Motorcar Parts of America (MPAA) Q2 2025 earnings summary
Event summary combining transcript, slides, and related documents.
Q2 2025 earnings summary
14 Jan, 2026Executive summary
Achieved record net sales of $208.2 million for Q2 FY2025, up 5.9% year-over-year, and $378.1 million for the six-month period, up 6.1% year-over-year, driven by strong demand for brake and rotating electrical products and operational efficiencies.
Gross profit reached a record $41.3 million for Q2 and $70.5 million for six months, despite one-time onboarding and transition expenses and non-cash revaluation of cores.
Generated $22.9 million in operating cash flow and reduced net bank debt by $22 million during the quarter, reflecting improved working capital management.

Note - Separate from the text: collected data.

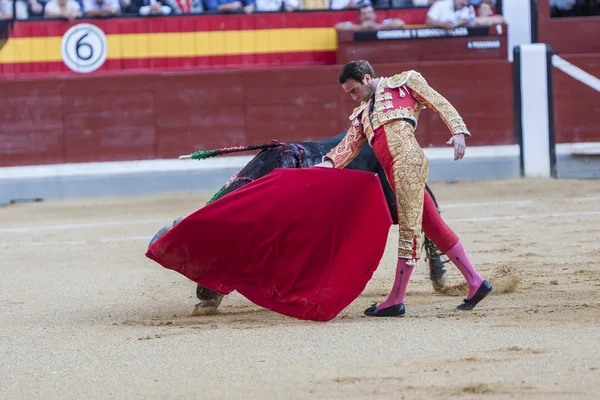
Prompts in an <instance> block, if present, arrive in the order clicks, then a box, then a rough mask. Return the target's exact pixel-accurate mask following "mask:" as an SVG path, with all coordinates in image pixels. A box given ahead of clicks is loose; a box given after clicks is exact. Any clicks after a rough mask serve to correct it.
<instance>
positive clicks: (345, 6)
mask: <svg viewBox="0 0 600 400" xmlns="http://www.w3.org/2000/svg"><path fill="white" fill-rule="evenodd" d="M330 8H331V9H332V10H348V9H351V10H352V9H355V8H358V0H331V6H330Z"/></svg>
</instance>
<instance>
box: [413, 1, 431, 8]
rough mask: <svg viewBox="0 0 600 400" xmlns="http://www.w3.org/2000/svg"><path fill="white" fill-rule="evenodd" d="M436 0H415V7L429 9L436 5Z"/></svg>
mask: <svg viewBox="0 0 600 400" xmlns="http://www.w3.org/2000/svg"><path fill="white" fill-rule="evenodd" d="M435 1H436V0H413V6H415V7H429V6H430V5H432V4H433V3H435Z"/></svg>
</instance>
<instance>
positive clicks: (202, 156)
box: [179, 140, 285, 160]
mask: <svg viewBox="0 0 600 400" xmlns="http://www.w3.org/2000/svg"><path fill="white" fill-rule="evenodd" d="M277 146H285V143H281V142H278V141H277V140H273V141H272V142H271V143H265V144H254V145H250V146H234V147H225V148H222V149H213V150H198V151H195V152H193V153H192V154H190V155H188V156H180V157H179V158H180V159H186V158H191V159H192V160H205V159H207V158H211V157H216V156H219V155H221V154H229V153H239V152H242V151H252V150H262V149H268V148H271V147H277Z"/></svg>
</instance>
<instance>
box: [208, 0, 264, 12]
mask: <svg viewBox="0 0 600 400" xmlns="http://www.w3.org/2000/svg"><path fill="white" fill-rule="evenodd" d="M255 5H256V3H255V0H242V1H238V0H206V6H207V7H208V9H209V10H210V11H217V12H222V13H237V12H242V11H243V12H245V13H246V14H252V13H253V12H254V7H255Z"/></svg>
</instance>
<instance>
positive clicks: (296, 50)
mask: <svg viewBox="0 0 600 400" xmlns="http://www.w3.org/2000/svg"><path fill="white" fill-rule="evenodd" d="M61 40H62V37H59V36H54V37H35V38H12V39H9V40H8V42H7V43H6V45H5V46H4V47H3V48H2V50H0V63H28V62H51V61H61V60H62V59H61V55H60V43H61ZM107 41H108V59H130V58H153V57H201V56H220V55H235V54H254V53H285V52H304V51H306V52H309V51H335V50H336V49H337V35H336V32H335V29H333V28H291V29H265V30H239V31H212V32H184V33H181V32H171V33H141V34H119V35H107Z"/></svg>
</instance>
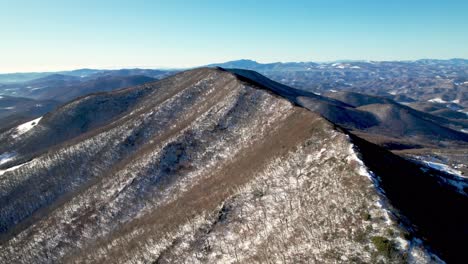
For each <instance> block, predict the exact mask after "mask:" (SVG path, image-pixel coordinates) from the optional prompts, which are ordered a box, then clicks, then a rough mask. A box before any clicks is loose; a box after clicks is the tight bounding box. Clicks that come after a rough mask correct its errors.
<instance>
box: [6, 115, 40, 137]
mask: <svg viewBox="0 0 468 264" xmlns="http://www.w3.org/2000/svg"><path fill="white" fill-rule="evenodd" d="M41 119H42V116H41V117H39V118H36V119H34V120H31V121H29V122H26V123H24V124H21V125H19V126H17V127H16V133H15V134H14V135H13V137H17V136H20V135H22V134H24V133H26V132H28V131H29V130H31V129H32V128H33V127H35V126H36V125H37V124H39V121H41Z"/></svg>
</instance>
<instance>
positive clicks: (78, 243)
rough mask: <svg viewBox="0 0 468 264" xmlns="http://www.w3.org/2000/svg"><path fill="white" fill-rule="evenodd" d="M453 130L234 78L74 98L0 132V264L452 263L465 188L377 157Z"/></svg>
mask: <svg viewBox="0 0 468 264" xmlns="http://www.w3.org/2000/svg"><path fill="white" fill-rule="evenodd" d="M421 63H428V62H421ZM457 63H458V62H457ZM332 67H335V66H332ZM63 79H67V81H70V80H68V77H66V78H64V77H63V76H55V77H54V78H52V80H53V81H56V80H58V81H59V82H61V81H63ZM71 81H74V79H73V78H71ZM431 110H432V109H431ZM427 111H429V110H427ZM463 125H464V124H463V123H460V122H458V121H455V120H452V119H447V118H445V117H441V116H435V115H432V114H429V113H426V112H421V111H418V110H415V109H413V108H410V107H408V106H405V105H402V104H400V103H398V102H396V101H394V100H392V99H389V98H385V97H378V96H371V95H365V94H360V93H355V92H349V91H341V92H330V93H329V94H320V95H319V94H317V93H314V92H311V91H308V90H304V89H297V88H292V87H289V86H287V85H284V84H281V83H279V82H276V81H273V80H271V79H269V78H267V77H265V76H263V75H262V74H260V73H257V72H254V71H250V70H245V69H225V68H216V67H215V68H199V69H193V70H189V71H183V72H180V73H177V74H174V75H172V76H170V77H167V78H163V79H161V80H157V81H151V82H147V83H143V84H140V85H136V86H132V87H127V88H124V89H117V90H112V91H107V92H99V93H93V94H89V95H86V96H81V97H78V98H75V99H73V100H71V101H70V102H67V103H65V104H63V105H61V106H59V107H58V108H57V109H55V110H52V111H50V112H49V113H47V114H45V115H44V116H42V117H38V118H36V119H34V120H30V121H29V122H26V123H24V124H21V125H18V126H16V127H11V128H10V129H8V130H5V131H3V132H1V133H0V208H1V209H0V210H1V211H0V235H1V236H0V262H5V263H36V262H37V263H47V262H51V263H52V262H60V263H63V262H67V263H72V262H73V263H74V262H76V263H81V262H88V263H108V262H151V263H184V262H191V263H194V262H200V263H215V262H245V263H251V262H291V263H304V262H321V263H332V262H348V261H350V262H368V263H377V262H379V261H382V262H384V263H401V262H415V263H441V262H442V261H447V262H449V263H452V262H454V263H456V262H458V261H459V260H460V259H463V258H464V257H465V256H464V245H466V242H467V238H466V236H465V233H464V231H463V230H466V228H467V225H466V223H468V218H467V216H466V214H465V212H466V211H467V210H468V200H467V199H468V198H467V197H468V194H467V190H468V180H467V179H466V178H464V176H463V175H462V174H461V173H460V174H457V173H458V172H453V171H454V170H448V169H447V170H445V171H442V169H441V168H445V167H443V166H442V165H440V164H439V165H438V166H439V167H435V165H436V164H437V163H435V162H432V163H429V161H425V160H418V161H415V160H412V159H409V158H403V157H401V156H397V155H395V154H393V153H392V152H389V151H388V149H393V150H394V151H401V149H409V150H413V149H418V150H421V149H425V150H426V153H427V152H428V149H445V150H450V151H451V152H452V154H453V153H456V152H457V151H463V150H464V149H466V144H468V134H465V133H463V132H460V131H458V130H461V129H462V127H463ZM369 141H372V142H375V143H377V144H379V145H381V146H378V145H376V144H373V143H371V142H369ZM382 146H383V147H382ZM386 148H387V149H386ZM413 154H414V153H413ZM462 156H463V155H462ZM465 156H466V155H465ZM461 158H463V157H461ZM77 245H79V246H77ZM123 249H124V250H123Z"/></svg>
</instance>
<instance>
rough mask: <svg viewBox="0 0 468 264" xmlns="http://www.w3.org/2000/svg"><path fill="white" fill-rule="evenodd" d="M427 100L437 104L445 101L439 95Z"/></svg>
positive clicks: (446, 101)
mask: <svg viewBox="0 0 468 264" xmlns="http://www.w3.org/2000/svg"><path fill="white" fill-rule="evenodd" d="M429 102H431V103H439V104H444V103H447V101H445V100H444V99H442V98H440V97H436V98H433V99H430V100H429Z"/></svg>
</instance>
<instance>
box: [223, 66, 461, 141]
mask: <svg viewBox="0 0 468 264" xmlns="http://www.w3.org/2000/svg"><path fill="white" fill-rule="evenodd" d="M229 71H231V72H233V73H235V74H237V75H239V76H241V77H243V78H247V79H249V80H251V81H253V82H255V83H257V84H258V83H260V84H262V85H264V86H265V87H267V88H268V89H270V90H271V91H274V92H275V93H277V94H279V95H281V96H284V97H286V98H288V99H289V100H291V101H292V102H294V103H296V104H298V105H301V106H303V107H306V108H307V109H309V110H312V111H314V112H318V113H320V114H321V115H322V116H324V117H325V118H327V119H328V120H330V121H331V122H333V123H335V124H339V125H341V126H343V127H345V128H348V129H351V130H356V131H358V132H361V135H363V136H366V138H367V139H368V140H371V141H373V142H375V143H378V144H381V145H390V144H395V145H398V147H401V146H402V145H405V144H406V146H407V147H414V146H417V145H418V144H419V145H427V146H447V145H452V146H459V145H467V142H468V135H467V134H465V133H463V132H459V131H457V130H454V129H450V128H449V126H450V127H454V128H457V129H462V128H464V127H465V126H466V124H464V123H461V122H455V121H451V120H448V119H445V118H442V117H437V116H433V115H430V114H427V113H423V112H419V111H416V110H414V109H412V108H410V107H406V106H404V105H400V104H398V103H396V102H394V101H392V100H390V99H387V98H382V97H375V96H369V95H364V94H359V93H350V92H336V93H329V94H327V95H328V96H330V97H331V98H328V97H324V96H319V95H316V94H313V93H310V92H306V91H302V90H297V89H293V88H290V87H288V86H285V85H282V84H280V83H277V82H274V81H272V80H270V79H268V78H266V77H264V76H263V75H260V74H258V73H256V72H252V71H248V70H240V69H230V70H229ZM340 100H343V101H340ZM411 141H413V144H412V145H409V144H408V143H407V142H411Z"/></svg>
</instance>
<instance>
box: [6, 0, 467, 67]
mask: <svg viewBox="0 0 468 264" xmlns="http://www.w3.org/2000/svg"><path fill="white" fill-rule="evenodd" d="M0 34H1V38H0V72H16V71H53V70H63V69H75V68H83V67H90V68H121V67H153V68H154V67H187V66H196V65H203V64H208V63H213V62H222V61H227V60H235V59H241V58H247V59H254V60H257V61H260V62H273V61H332V60H339V59H362V60H411V59H420V58H454V57H457V58H468V1H467V0H459V1H455V0H438V1H435V0H425V1H420V0H372V1H371V0H363V1H359V0H319V1H314V0H297V1H294V0H288V1H287V0H284V1H275V0H251V1H248V0H216V1H215V0H213V1H211V0H205V1H204V0H198V1H196V0H185V1H181V0H167V1H163V0H160V1H158V0H153V1H150V0H145V1H140V0H132V1H120V0H112V1H107V0H80V1H67V0H41V1H40V0H30V1H24V0H0Z"/></svg>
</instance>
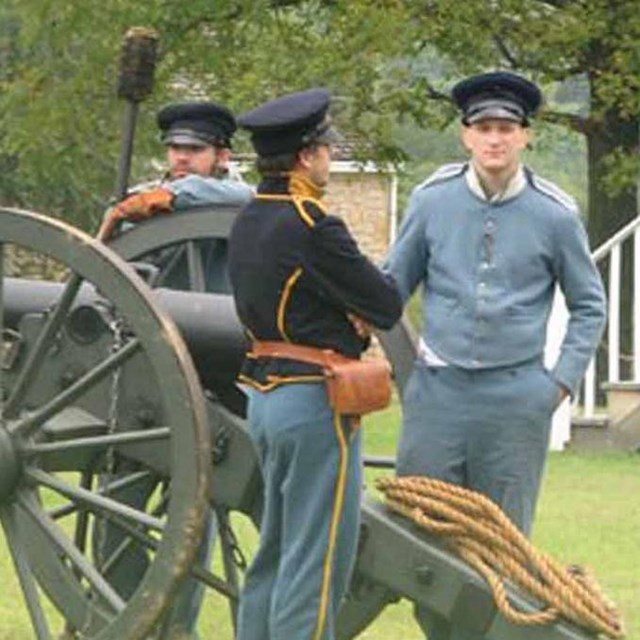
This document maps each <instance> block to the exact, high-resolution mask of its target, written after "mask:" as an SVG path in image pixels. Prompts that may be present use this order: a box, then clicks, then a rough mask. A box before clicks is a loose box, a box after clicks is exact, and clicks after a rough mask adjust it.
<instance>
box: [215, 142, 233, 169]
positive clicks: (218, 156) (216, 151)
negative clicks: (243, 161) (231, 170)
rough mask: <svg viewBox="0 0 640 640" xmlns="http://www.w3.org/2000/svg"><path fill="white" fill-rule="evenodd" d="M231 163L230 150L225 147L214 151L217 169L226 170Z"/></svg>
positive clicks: (219, 148)
mask: <svg viewBox="0 0 640 640" xmlns="http://www.w3.org/2000/svg"><path fill="white" fill-rule="evenodd" d="M229 162H231V149H227V148H226V147H218V148H217V149H216V164H217V165H218V168H221V169H226V168H227V167H228V166H229Z"/></svg>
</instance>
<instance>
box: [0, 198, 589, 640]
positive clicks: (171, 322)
mask: <svg viewBox="0 0 640 640" xmlns="http://www.w3.org/2000/svg"><path fill="white" fill-rule="evenodd" d="M235 215H236V211H234V210H230V209H217V210H214V209H202V210H193V211H188V212H182V213H180V214H176V215H173V216H167V217H163V218H162V220H160V219H154V220H151V221H149V222H147V223H144V224H143V225H140V226H138V227H136V228H134V229H131V230H130V231H127V232H125V233H122V234H121V235H120V236H118V237H117V238H115V239H114V241H113V242H112V243H111V245H110V247H105V246H104V245H102V244H101V243H99V242H97V241H95V240H94V239H92V238H91V237H89V236H87V235H86V234H84V233H82V232H81V231H78V230H76V229H74V228H72V227H70V226H69V225H67V224H65V223H63V222H61V221H58V220H52V219H50V218H47V217H45V216H42V215H39V214H35V213H31V212H25V211H18V210H15V209H2V210H0V250H1V251H2V256H0V257H2V260H0V265H3V264H4V263H5V262H7V261H6V260H5V257H6V255H7V254H8V253H9V252H10V251H11V250H12V248H13V247H15V246H17V247H20V248H21V250H27V251H29V252H33V253H34V254H37V255H46V256H47V257H48V259H50V260H53V261H55V263H56V264H57V265H58V266H59V270H60V273H61V274H62V275H63V276H64V278H63V281H43V280H33V279H27V278H24V277H15V276H16V274H12V273H11V272H7V273H3V278H2V284H1V288H0V304H1V305H2V306H1V308H2V313H1V314H0V322H2V335H3V343H2V345H3V349H2V352H1V354H2V356H1V357H2V359H1V361H0V365H1V366H0V386H1V388H2V399H3V400H2V425H1V428H0V521H1V522H2V528H3V531H4V535H5V539H6V543H7V546H8V548H9V550H10V553H11V557H12V560H13V565H14V567H15V573H16V575H17V578H18V580H19V583H20V587H21V591H22V595H23V600H24V605H25V607H26V608H27V609H28V613H29V618H30V620H31V624H32V629H33V630H32V636H33V637H35V638H38V640H44V639H46V638H51V637H54V636H55V635H56V633H57V632H58V631H59V630H60V629H59V628H56V624H57V625H60V624H62V623H61V622H60V618H62V619H63V620H64V621H65V624H66V629H67V633H68V636H69V637H78V638H95V639H96V640H106V639H118V640H121V639H124V638H126V639H138V638H140V639H141V638H150V637H158V638H161V637H164V636H163V620H164V618H165V617H166V612H167V610H168V608H169V604H170V602H171V598H172V597H173V594H174V593H175V592H176V589H177V588H178V587H179V585H180V584H181V582H182V581H183V580H184V579H185V577H186V576H187V575H190V576H192V577H194V578H195V579H197V580H200V581H201V582H202V583H203V584H205V585H206V587H207V588H209V589H212V590H215V591H216V592H218V593H219V594H222V596H224V597H225V598H226V599H227V600H228V602H229V616H231V617H232V618H233V616H234V615H235V610H236V603H237V600H238V596H239V590H240V586H241V567H240V566H239V565H241V564H242V563H241V562H240V560H239V556H240V554H241V549H240V548H239V547H240V546H241V545H240V543H239V541H238V540H239V539H238V537H237V536H236V535H235V534H234V531H233V520H232V517H231V516H232V515H233V514H234V513H236V512H237V513H241V514H244V516H246V517H247V518H248V519H249V520H250V521H252V522H253V523H254V524H255V526H256V527H258V526H259V521H260V513H261V508H262V503H261V477H260V472H259V468H258V465H257V460H256V456H255V453H254V450H253V447H252V445H251V442H250V440H249V438H248V435H247V433H246V429H245V424H244V399H243V396H242V393H241V392H240V391H239V389H238V388H237V387H236V385H235V375H236V372H237V370H238V366H239V364H240V362H241V359H242V356H243V353H244V349H245V347H246V342H245V337H244V334H243V332H242V328H241V326H240V324H239V322H238V319H237V317H236V315H235V311H234V307H233V301H232V299H231V297H230V296H229V294H228V293H225V292H217V293H216V292H215V291H213V292H212V291H206V289H207V288H208V287H207V283H206V277H205V275H204V274H205V272H206V269H205V265H204V262H203V261H204V260H205V259H206V252H207V251H209V250H210V248H211V247H210V245H208V244H207V243H211V242H213V243H220V242H224V240H225V238H226V236H227V234H228V231H229V228H230V226H231V224H232V221H233V218H234V216H235ZM172 273H174V274H176V273H179V274H180V277H179V278H176V280H178V281H180V282H181V285H180V286H181V287H186V288H187V289H188V290H186V291H185V290H177V289H175V288H174V289H172V288H171V287H170V286H163V285H167V284H170V282H171V280H172V277H171V274H172ZM18 276H20V274H18ZM145 280H146V281H145ZM154 285H159V286H155V288H154ZM380 340H381V343H382V346H383V348H384V350H385V352H386V354H387V356H388V358H389V359H390V361H391V363H392V365H393V367H394V371H395V379H396V384H397V385H398V389H399V391H401V390H402V387H403V386H404V384H405V382H406V380H407V377H408V375H409V371H410V368H411V365H412V362H413V358H414V356H415V351H414V346H413V345H414V341H413V337H412V334H411V329H410V326H409V324H408V323H407V322H405V321H403V322H402V323H400V324H399V325H398V326H397V327H396V328H395V329H394V330H392V331H391V332H388V333H386V334H384V335H381V336H380ZM122 461H126V462H127V465H125V467H124V468H125V469H127V472H126V473H124V474H123V473H122V472H121V469H122V467H118V469H119V470H120V471H119V472H118V473H117V474H116V473H114V469H116V464H119V463H121V462H122ZM365 463H367V464H369V465H373V466H385V465H386V466H392V462H389V461H384V460H379V459H373V458H372V459H367V460H365ZM150 478H152V479H154V480H157V482H158V484H157V489H156V491H155V492H154V495H153V498H152V499H151V500H150V501H149V503H148V504H146V505H145V506H144V507H142V508H137V507H133V506H131V505H129V504H127V503H123V502H121V501H119V500H118V495H119V491H120V490H121V489H122V487H126V486H135V485H136V484H137V483H143V482H147V481H148V480H149V479H150ZM208 508H212V509H214V511H215V513H216V516H217V517H218V520H219V522H220V524H221V526H220V528H219V531H220V534H219V536H218V537H217V539H216V544H217V545H219V546H220V550H221V558H222V562H221V565H222V569H221V570H219V571H214V570H212V568H211V567H209V566H200V565H198V563H196V562H194V558H195V555H196V549H197V547H198V543H199V539H200V536H201V531H202V526H203V520H204V513H205V511H206V509H208ZM104 520H106V521H108V522H109V523H110V525H111V526H115V527H117V528H119V530H121V532H123V534H124V537H125V542H124V545H125V546H131V545H133V546H136V547H137V548H140V549H142V550H144V552H145V553H146V554H147V555H148V558H149V561H148V566H147V569H146V572H145V573H144V575H143V577H142V579H141V581H140V583H139V585H138V587H137V589H136V590H135V591H134V593H132V594H131V595H130V596H128V597H123V595H122V594H120V593H119V592H118V590H117V589H115V588H114V586H113V585H112V584H111V583H110V579H109V566H110V563H111V562H113V557H111V558H97V554H96V553H95V549H94V548H93V546H94V544H95V539H96V536H98V537H99V533H100V532H99V528H100V527H99V523H100V521H104ZM120 551H121V550H116V551H115V552H114V554H113V555H117V554H118V553H119V552H120ZM510 594H511V597H512V599H513V600H514V601H515V602H516V603H517V604H518V605H519V606H520V607H521V608H522V609H524V610H527V609H533V608H535V607H536V606H537V603H535V602H534V601H533V600H532V599H531V598H529V597H527V596H526V595H524V594H522V593H519V592H517V591H516V590H515V589H512V588H510ZM399 598H408V599H410V600H412V601H413V602H415V603H419V604H424V605H428V606H430V607H432V608H433V609H434V610H436V611H438V612H440V613H441V614H443V615H445V616H447V617H451V616H454V615H455V616H459V617H463V618H464V619H465V620H466V621H467V625H468V627H469V628H471V629H475V630H477V631H482V632H484V633H485V634H486V637H487V638H490V639H492V640H504V639H507V638H508V639H510V640H529V639H534V638H535V639H542V638H544V639H548V640H587V639H589V638H595V637H596V635H595V634H593V633H591V632H588V631H586V630H584V629H581V628H578V627H577V626H575V625H572V624H570V623H568V622H565V621H558V622H555V623H553V624H549V625H547V626H545V627H543V628H529V627H523V626H514V625H512V624H510V623H508V622H507V621H506V620H505V619H504V618H503V617H502V615H501V614H500V613H499V612H498V611H497V609H496V606H495V605H494V603H493V599H492V597H491V595H490V592H489V589H488V587H487V586H486V585H485V583H484V581H483V580H482V579H481V578H480V577H479V576H478V575H477V574H476V573H475V572H474V571H473V570H472V569H470V568H469V567H468V566H467V565H466V564H465V563H464V562H462V561H461V560H460V559H459V558H457V557H455V556H453V555H452V554H451V553H450V552H449V551H447V549H446V548H445V546H443V544H442V543H441V542H439V541H438V540H436V539H434V538H433V537H431V536H429V535H428V534H426V533H425V532H424V531H422V530H419V529H418V528H417V527H416V526H414V525H412V524H411V523H410V522H409V521H407V520H405V519H403V518H401V517H400V516H397V515H394V514H392V513H390V512H389V511H388V510H387V509H386V508H385V507H384V506H383V505H382V504H381V503H380V502H379V501H378V500H377V499H376V498H375V497H374V496H373V495H371V494H367V495H366V496H365V498H364V501H363V504H362V530H361V538H360V544H359V554H358V559H357V564H356V569H355V573H354V577H353V582H352V587H351V592H350V594H349V597H348V598H347V599H346V601H345V603H344V606H343V608H342V610H341V612H340V615H339V620H338V636H339V637H340V638H341V639H344V640H346V639H348V638H354V637H356V636H357V635H358V634H359V633H360V632H361V631H362V630H363V629H365V628H366V627H367V626H368V625H369V624H371V623H372V621H373V620H375V618H376V616H377V615H378V614H379V613H380V612H381V611H382V610H383V609H384V607H385V606H386V605H387V604H389V603H390V602H394V601H397V600H398V599H399ZM52 609H53V610H55V611H56V612H57V613H56V614H53V616H52V614H51V611H52ZM28 633H29V632H28V631H25V635H27V634H28ZM221 640H226V639H223V638H221Z"/></svg>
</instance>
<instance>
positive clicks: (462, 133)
mask: <svg viewBox="0 0 640 640" xmlns="http://www.w3.org/2000/svg"><path fill="white" fill-rule="evenodd" d="M470 135H471V129H470V127H468V126H466V125H464V124H461V125H460V140H461V141H462V145H463V146H464V148H465V151H466V152H467V153H471V145H470V144H469V136H470Z"/></svg>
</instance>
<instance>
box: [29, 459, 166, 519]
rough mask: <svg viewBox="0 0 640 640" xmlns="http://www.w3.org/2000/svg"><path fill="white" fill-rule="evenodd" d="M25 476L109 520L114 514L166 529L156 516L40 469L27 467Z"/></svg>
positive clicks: (122, 516)
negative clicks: (148, 513)
mask: <svg viewBox="0 0 640 640" xmlns="http://www.w3.org/2000/svg"><path fill="white" fill-rule="evenodd" d="M25 476H26V477H27V478H29V479H30V480H33V481H34V482H36V483H38V484H40V485H43V486H45V487H49V489H53V490H54V491H56V492H58V493H61V494H62V495H64V496H66V497H67V498H70V499H71V500H73V501H74V502H76V503H80V504H82V505H84V506H86V507H87V508H88V509H89V510H90V511H93V512H94V513H98V514H99V515H101V516H103V517H105V518H106V519H107V520H110V519H112V518H113V516H119V517H121V518H124V519H126V520H129V521H131V522H135V523H137V524H139V525H142V526H143V527H146V528H148V529H151V530H153V531H160V532H162V531H164V523H163V522H162V520H160V519H158V518H154V517H153V516H150V515H149V514H147V513H145V512H144V511H139V510H138V509H134V508H133V507H130V506H128V505H126V504H122V503H121V502H118V500H115V499H113V498H109V497H107V496H104V495H100V494H96V493H93V492H91V491H88V490H86V489H83V488H82V487H78V486H74V485H72V484H69V483H68V482H65V481H64V480H60V479H59V478H57V477H56V476H54V475H52V474H50V473H46V472H45V471H41V470H40V469H25Z"/></svg>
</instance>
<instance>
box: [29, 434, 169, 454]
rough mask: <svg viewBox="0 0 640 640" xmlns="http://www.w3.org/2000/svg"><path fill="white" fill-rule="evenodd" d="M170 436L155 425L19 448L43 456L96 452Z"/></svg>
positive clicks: (40, 443)
mask: <svg viewBox="0 0 640 640" xmlns="http://www.w3.org/2000/svg"><path fill="white" fill-rule="evenodd" d="M170 437H171V429H170V428H169V427H157V428H155V429H140V430H137V431H121V432H118V433H113V434H105V435H100V436H95V437H91V438H75V439H73V440H61V441H59V442H43V443H33V444H27V445H25V446H24V447H22V448H21V450H20V451H21V453H23V454H24V455H26V456H34V455H37V456H45V458H46V454H47V453H59V452H60V451H70V450H73V449H97V450H98V452H99V451H100V450H102V449H105V448H107V447H113V446H117V445H125V444H134V443H139V442H153V441H156V440H168V439H169V438H170Z"/></svg>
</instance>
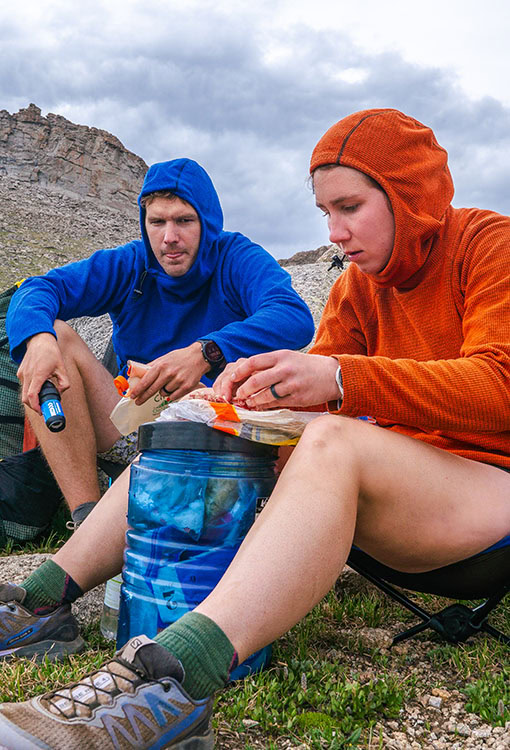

Net loss for Q2 was $3 million ($0.15/share), and $21 million ($1.07/share) for six months, both impacted by significant non-cash and one-time items.
Operating income for Q2 was $12.5 million, down from $13.9 million last year, primarily due to higher foreign exchange losses and transition costs.
Financial highlights
Net sales for Q2 FY25 increased 5.9% year-over-year to $208.2 million; six-month sales up 6.1% to $378.1 million.
Gross margin for Q2 was 19.8%, down from 20.9% a year ago, affected by $3.8 million in non-cash and $1.3 million in one-time cash expenses.
Operating income for Q2 was $12.5 million; six-month operating income was $6.1 million, down from $24.4 million year-over-year.
Net loss for Q2 was $3 million ($0.15/share); $21 million for six months ($1.07/share).
Interest expense for Q2 decreased by $1.2 million to $14.2 million; for six months, interest expense increased by $1.5 million to $28.6 million.
Outlook and guidance
FY2025 net sales expected between $746 million and $766 million, representing 3.9% to 6.7% year-over-year growth.
Gross margin accretion anticipated from operating efficiencies, increased volume, and cost absorption.
Operating income guidance is $79–$84 million before non-cash and one-time items; depreciation and amortization estimated at $11 million.
Management expects future benefits from cost-saving initiatives and new business onboarding, despite near-term margin pressure.
Liquidity is considered sufficient for the next 12 months, supported by cash, receivable discount programs, and credit facility availability.